Because of this, the suggested outbound rules permit all traffic to any destination on any port. These defaults make it easier to set up a new server without introducing restrictions that could block expected functionality.

The outbound rules section of the cloud firewall create page

Apply to Droplets

You can apply a firewall’s rules to Droplets in the firewall’s Apply to Droplets field. When you create a firewall, you can leave this field blank and assign Droplets later.

In the Apply to Droplets field, you can choose Droplets by name, tag, or a combination of both. You can also search for Droplets by IP address.
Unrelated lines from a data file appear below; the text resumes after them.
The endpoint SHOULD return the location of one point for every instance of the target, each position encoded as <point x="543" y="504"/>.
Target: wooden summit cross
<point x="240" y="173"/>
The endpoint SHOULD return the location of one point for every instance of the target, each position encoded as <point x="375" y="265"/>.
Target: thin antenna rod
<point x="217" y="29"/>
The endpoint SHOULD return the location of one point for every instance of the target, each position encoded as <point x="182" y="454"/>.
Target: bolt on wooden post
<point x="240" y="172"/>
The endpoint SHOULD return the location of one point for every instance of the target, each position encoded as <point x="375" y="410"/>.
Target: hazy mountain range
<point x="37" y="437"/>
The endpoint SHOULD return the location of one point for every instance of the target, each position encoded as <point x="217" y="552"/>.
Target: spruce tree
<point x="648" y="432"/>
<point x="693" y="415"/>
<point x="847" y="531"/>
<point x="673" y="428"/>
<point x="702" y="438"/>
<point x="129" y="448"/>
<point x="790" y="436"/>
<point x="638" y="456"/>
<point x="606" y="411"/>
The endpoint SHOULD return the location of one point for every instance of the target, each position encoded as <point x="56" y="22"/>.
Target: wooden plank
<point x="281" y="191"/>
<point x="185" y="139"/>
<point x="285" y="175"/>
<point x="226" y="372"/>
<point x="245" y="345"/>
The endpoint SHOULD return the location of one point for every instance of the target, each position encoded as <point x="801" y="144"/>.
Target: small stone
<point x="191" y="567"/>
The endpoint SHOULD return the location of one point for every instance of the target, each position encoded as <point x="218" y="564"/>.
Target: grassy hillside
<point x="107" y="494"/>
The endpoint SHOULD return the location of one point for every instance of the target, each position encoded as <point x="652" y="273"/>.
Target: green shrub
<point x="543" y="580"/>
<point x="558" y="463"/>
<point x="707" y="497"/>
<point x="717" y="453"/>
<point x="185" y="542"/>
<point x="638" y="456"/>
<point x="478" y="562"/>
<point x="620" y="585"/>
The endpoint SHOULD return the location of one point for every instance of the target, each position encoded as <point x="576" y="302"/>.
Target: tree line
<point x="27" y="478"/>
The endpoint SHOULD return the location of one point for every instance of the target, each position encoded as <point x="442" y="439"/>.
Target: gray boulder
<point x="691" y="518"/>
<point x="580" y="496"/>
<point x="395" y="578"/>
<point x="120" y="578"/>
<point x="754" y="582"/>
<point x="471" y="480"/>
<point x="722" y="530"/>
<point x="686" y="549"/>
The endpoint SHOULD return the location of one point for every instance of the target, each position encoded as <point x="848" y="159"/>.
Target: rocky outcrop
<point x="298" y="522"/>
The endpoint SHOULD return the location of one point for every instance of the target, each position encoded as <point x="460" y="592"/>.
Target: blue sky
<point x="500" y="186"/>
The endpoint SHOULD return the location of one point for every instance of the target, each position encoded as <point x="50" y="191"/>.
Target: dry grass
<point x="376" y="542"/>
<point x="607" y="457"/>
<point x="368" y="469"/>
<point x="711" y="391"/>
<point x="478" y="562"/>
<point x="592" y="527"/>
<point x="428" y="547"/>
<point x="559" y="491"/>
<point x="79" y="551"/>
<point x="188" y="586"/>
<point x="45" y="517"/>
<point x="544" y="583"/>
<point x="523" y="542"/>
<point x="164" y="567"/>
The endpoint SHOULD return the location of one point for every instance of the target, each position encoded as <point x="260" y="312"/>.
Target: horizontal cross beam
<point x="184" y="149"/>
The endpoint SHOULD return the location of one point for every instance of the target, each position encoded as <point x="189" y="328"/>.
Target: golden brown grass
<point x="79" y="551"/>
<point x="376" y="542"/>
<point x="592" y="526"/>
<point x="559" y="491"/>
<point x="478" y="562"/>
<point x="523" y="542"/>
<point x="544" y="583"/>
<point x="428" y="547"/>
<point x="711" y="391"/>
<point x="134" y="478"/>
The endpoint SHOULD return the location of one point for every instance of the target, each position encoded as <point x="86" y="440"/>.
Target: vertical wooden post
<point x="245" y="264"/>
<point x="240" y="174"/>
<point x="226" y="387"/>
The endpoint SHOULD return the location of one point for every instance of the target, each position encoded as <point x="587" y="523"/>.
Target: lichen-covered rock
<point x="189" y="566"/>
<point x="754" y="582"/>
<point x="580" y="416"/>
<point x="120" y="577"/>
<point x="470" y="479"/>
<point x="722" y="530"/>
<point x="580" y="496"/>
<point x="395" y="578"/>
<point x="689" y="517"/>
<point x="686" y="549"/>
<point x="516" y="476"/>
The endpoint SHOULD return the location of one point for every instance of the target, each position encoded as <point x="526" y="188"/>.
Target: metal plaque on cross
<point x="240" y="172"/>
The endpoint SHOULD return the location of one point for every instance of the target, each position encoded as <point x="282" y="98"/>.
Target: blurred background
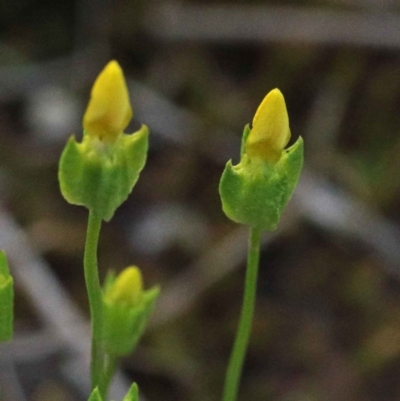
<point x="327" y="321"/>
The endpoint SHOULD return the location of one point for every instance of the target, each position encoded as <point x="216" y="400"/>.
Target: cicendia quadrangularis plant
<point x="254" y="193"/>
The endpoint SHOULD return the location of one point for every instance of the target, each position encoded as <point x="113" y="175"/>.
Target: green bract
<point x="100" y="175"/>
<point x="124" y="323"/>
<point x="255" y="192"/>
<point x="6" y="300"/>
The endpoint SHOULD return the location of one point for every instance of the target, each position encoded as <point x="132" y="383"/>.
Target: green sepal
<point x="124" y="324"/>
<point x="6" y="300"/>
<point x="100" y="175"/>
<point x="95" y="396"/>
<point x="133" y="393"/>
<point x="255" y="192"/>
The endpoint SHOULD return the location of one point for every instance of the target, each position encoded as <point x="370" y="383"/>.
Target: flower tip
<point x="109" y="110"/>
<point x="270" y="132"/>
<point x="127" y="287"/>
<point x="273" y="99"/>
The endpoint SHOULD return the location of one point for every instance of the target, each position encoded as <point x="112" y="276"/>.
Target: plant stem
<point x="235" y="366"/>
<point x="95" y="299"/>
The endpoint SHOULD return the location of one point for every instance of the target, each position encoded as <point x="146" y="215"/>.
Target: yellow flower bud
<point x="109" y="110"/>
<point x="127" y="288"/>
<point x="270" y="132"/>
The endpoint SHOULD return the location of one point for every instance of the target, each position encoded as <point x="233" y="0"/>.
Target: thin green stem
<point x="95" y="299"/>
<point x="109" y="370"/>
<point x="235" y="366"/>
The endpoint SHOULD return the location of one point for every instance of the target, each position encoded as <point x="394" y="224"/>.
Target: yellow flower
<point x="109" y="110"/>
<point x="270" y="132"/>
<point x="127" y="288"/>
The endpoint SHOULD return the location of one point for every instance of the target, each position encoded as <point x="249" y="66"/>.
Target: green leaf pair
<point x="100" y="175"/>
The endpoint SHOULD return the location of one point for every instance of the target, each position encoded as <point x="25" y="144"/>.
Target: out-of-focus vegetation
<point x="327" y="324"/>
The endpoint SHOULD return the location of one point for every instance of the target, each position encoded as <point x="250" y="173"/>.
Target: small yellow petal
<point x="270" y="132"/>
<point x="109" y="110"/>
<point x="127" y="288"/>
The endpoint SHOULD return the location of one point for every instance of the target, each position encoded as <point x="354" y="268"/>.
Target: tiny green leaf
<point x="127" y="308"/>
<point x="133" y="393"/>
<point x="95" y="396"/>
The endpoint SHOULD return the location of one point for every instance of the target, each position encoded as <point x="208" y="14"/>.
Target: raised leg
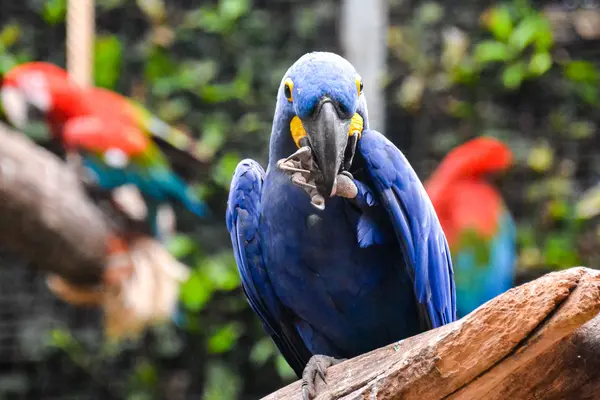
<point x="317" y="366"/>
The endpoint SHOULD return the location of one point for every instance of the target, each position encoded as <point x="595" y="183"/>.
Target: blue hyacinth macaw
<point x="332" y="277"/>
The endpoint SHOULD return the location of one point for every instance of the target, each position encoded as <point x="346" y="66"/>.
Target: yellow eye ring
<point x="287" y="89"/>
<point x="359" y="85"/>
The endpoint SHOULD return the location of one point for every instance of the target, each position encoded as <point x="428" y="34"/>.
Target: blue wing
<point x="419" y="233"/>
<point x="243" y="223"/>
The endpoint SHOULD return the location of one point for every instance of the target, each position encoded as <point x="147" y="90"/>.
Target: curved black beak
<point x="328" y="136"/>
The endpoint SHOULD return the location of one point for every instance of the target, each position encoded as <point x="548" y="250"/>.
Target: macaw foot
<point x="317" y="365"/>
<point x="300" y="167"/>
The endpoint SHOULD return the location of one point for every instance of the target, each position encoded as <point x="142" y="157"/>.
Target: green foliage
<point x="107" y="61"/>
<point x="213" y="69"/>
<point x="502" y="76"/>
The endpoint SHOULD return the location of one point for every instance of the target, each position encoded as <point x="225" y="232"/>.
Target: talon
<point x="318" y="201"/>
<point x="345" y="186"/>
<point x="317" y="365"/>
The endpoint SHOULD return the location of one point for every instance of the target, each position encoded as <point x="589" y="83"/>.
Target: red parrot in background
<point x="479" y="228"/>
<point x="121" y="142"/>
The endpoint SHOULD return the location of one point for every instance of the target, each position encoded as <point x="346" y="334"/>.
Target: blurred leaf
<point x="145" y="373"/>
<point x="223" y="172"/>
<point x="181" y="246"/>
<point x="513" y="75"/>
<point x="491" y="51"/>
<point x="196" y="291"/>
<point x="154" y="9"/>
<point x="55" y="11"/>
<point x="559" y="250"/>
<point x="9" y="35"/>
<point x="525" y="33"/>
<point x="540" y="63"/>
<point x="158" y="65"/>
<point x="283" y="368"/>
<point x="233" y="9"/>
<point x="221" y="271"/>
<point x="588" y="205"/>
<point x="581" y="71"/>
<point x="411" y="92"/>
<point x="262" y="351"/>
<point x="7" y="62"/>
<point x="107" y="61"/>
<point x="581" y="129"/>
<point x="541" y="157"/>
<point x="194" y="75"/>
<point x="429" y="13"/>
<point x="173" y="109"/>
<point x="224" y="338"/>
<point x="221" y="383"/>
<point x="500" y="23"/>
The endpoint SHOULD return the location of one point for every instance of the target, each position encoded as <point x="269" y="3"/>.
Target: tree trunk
<point x="528" y="343"/>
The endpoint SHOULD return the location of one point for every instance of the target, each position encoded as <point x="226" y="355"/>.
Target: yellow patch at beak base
<point x="356" y="126"/>
<point x="297" y="129"/>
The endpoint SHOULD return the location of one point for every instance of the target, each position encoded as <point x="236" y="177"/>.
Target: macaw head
<point x="33" y="90"/>
<point x="321" y="104"/>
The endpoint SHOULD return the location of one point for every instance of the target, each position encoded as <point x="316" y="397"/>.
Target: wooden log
<point x="528" y="343"/>
<point x="45" y="215"/>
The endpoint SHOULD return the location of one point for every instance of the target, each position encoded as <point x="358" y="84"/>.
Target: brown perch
<point x="45" y="214"/>
<point x="531" y="342"/>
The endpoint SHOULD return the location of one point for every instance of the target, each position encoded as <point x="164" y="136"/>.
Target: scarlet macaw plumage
<point x="479" y="228"/>
<point x="121" y="142"/>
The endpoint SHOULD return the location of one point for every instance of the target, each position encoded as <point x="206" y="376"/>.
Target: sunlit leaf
<point x="221" y="383"/>
<point x="262" y="351"/>
<point x="154" y="9"/>
<point x="221" y="271"/>
<point x="411" y="92"/>
<point x="224" y="338"/>
<point x="540" y="63"/>
<point x="107" y="61"/>
<point x="513" y="75"/>
<point x="233" y="9"/>
<point x="588" y="205"/>
<point x="491" y="51"/>
<point x="541" y="157"/>
<point x="499" y="22"/>
<point x="55" y="11"/>
<point x="430" y="13"/>
<point x="196" y="291"/>
<point x="581" y="71"/>
<point x="181" y="246"/>
<point x="10" y="34"/>
<point x="524" y="33"/>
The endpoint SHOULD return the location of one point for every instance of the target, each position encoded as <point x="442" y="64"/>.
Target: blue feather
<point x="359" y="274"/>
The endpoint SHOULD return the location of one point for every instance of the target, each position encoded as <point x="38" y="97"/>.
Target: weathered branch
<point x="528" y="343"/>
<point x="45" y="214"/>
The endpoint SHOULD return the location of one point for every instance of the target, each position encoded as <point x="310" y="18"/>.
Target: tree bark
<point x="528" y="343"/>
<point x="46" y="216"/>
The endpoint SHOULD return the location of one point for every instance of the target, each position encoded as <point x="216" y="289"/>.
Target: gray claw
<point x="316" y="366"/>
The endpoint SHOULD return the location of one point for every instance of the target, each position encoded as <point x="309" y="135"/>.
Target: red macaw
<point x="121" y="142"/>
<point x="479" y="228"/>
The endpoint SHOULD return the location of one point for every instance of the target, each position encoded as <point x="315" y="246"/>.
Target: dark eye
<point x="359" y="85"/>
<point x="287" y="89"/>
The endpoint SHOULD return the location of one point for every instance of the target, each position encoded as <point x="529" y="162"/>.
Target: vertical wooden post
<point x="363" y="34"/>
<point x="80" y="40"/>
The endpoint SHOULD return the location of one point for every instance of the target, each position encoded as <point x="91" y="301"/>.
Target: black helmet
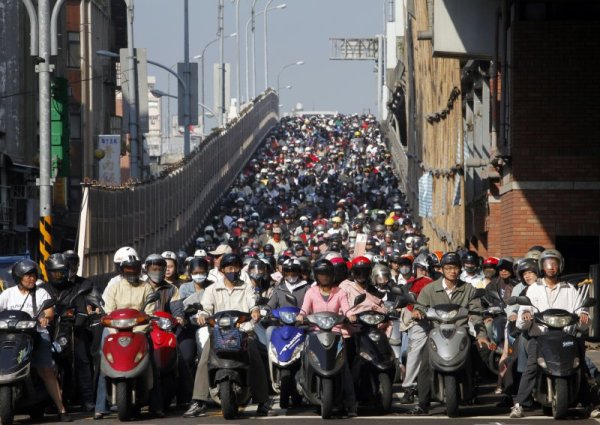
<point x="21" y="268"/>
<point x="452" y="258"/>
<point x="72" y="260"/>
<point x="230" y="260"/>
<point x="197" y="262"/>
<point x="323" y="267"/>
<point x="470" y="257"/>
<point x="527" y="264"/>
<point x="57" y="269"/>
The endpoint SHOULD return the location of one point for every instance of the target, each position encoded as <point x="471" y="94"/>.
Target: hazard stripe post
<point x="45" y="242"/>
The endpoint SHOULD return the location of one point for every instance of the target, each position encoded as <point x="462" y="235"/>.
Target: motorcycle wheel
<point x="560" y="402"/>
<point x="451" y="392"/>
<point x="7" y="410"/>
<point x="228" y="402"/>
<point x="124" y="406"/>
<point x="326" y="398"/>
<point x="285" y="388"/>
<point x="385" y="392"/>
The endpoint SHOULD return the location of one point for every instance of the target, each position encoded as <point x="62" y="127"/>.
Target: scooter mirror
<point x="359" y="299"/>
<point x="291" y="299"/>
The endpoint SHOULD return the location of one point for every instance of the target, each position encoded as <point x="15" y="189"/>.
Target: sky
<point x="299" y="32"/>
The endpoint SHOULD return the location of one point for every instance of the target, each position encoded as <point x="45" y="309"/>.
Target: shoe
<point x="418" y="411"/>
<point x="516" y="412"/>
<point x="64" y="417"/>
<point x="408" y="397"/>
<point x="196" y="409"/>
<point x="264" y="409"/>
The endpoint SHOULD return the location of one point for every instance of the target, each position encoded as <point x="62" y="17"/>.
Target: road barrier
<point x="167" y="213"/>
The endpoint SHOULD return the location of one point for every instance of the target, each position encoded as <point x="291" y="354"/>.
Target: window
<point x="73" y="47"/>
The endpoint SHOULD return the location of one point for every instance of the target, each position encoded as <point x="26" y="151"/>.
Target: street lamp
<point x="201" y="56"/>
<point x="284" y="68"/>
<point x="252" y="19"/>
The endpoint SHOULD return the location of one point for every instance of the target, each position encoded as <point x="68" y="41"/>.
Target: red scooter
<point x="126" y="362"/>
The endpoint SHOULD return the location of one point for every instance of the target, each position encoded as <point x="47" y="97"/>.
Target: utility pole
<point x="222" y="60"/>
<point x="43" y="69"/>
<point x="134" y="154"/>
<point x="186" y="78"/>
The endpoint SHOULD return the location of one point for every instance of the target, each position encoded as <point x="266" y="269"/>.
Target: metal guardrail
<point x="168" y="212"/>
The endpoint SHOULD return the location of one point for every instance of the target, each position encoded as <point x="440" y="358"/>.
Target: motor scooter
<point x="125" y="360"/>
<point x="165" y="354"/>
<point x="320" y="378"/>
<point x="374" y="367"/>
<point x="285" y="350"/>
<point x="20" y="390"/>
<point x="560" y="357"/>
<point x="229" y="361"/>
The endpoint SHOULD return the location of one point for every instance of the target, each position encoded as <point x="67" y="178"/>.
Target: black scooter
<point x="374" y="367"/>
<point x="559" y="358"/>
<point x="20" y="390"/>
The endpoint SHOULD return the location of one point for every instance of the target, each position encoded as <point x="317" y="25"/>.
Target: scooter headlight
<point x="287" y="317"/>
<point x="371" y="319"/>
<point x="227" y="321"/>
<point x="556" y="321"/>
<point x="26" y="324"/>
<point x="446" y="315"/>
<point x="164" y="323"/>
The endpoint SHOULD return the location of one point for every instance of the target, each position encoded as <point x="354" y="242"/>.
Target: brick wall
<point x="555" y="106"/>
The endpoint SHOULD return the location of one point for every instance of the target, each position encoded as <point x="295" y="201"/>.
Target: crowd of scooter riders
<point x="311" y="282"/>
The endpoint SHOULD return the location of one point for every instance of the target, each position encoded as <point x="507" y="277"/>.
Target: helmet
<point x="156" y="260"/>
<point x="452" y="258"/>
<point x="470" y="257"/>
<point x="552" y="253"/>
<point x="230" y="260"/>
<point x="21" y="268"/>
<point x="323" y="267"/>
<point x="197" y="262"/>
<point x="123" y="253"/>
<point x="381" y="274"/>
<point x="169" y="255"/>
<point x="527" y="264"/>
<point x="490" y="263"/>
<point x="57" y="269"/>
<point x="72" y="260"/>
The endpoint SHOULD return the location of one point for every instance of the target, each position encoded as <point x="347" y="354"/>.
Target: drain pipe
<point x="427" y="34"/>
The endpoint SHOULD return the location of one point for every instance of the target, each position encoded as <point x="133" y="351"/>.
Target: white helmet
<point x="169" y="255"/>
<point x="124" y="253"/>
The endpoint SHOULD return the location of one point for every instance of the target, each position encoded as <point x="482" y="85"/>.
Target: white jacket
<point x="565" y="300"/>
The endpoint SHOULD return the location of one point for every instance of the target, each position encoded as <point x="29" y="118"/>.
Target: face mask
<point x="489" y="273"/>
<point x="291" y="279"/>
<point x="198" y="278"/>
<point x="232" y="276"/>
<point x="404" y="270"/>
<point x="156" y="277"/>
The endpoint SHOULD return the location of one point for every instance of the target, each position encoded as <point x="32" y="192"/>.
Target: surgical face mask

The apply to Droplets section of the cloud firewall create page

There are limits on the number of Droplets and tags that can be added to a firewall, but there are no limits to the number of Droplets that can be associated with a tag. Using tags allows you to exceed the individual Droplet limit for firewalls. You can also tag a Droplet when you create it, which means you can apply firewall rules immediately.

Droplets can be protected by more than one cloud firewall. When they are, a union of the rules is applied. For example, if one rule allows TCP from any source and another allows TCP from a restricted range, the union of the two means that TCP traffic is allowed from anywhere.

Create

To create the firewall, click Create Firewall.

Once you’ve created a firewall, the Firewalls tab serves as the main overview page and provides summary information including the number of Droplets protected, the number of rules and the date the firewall was created.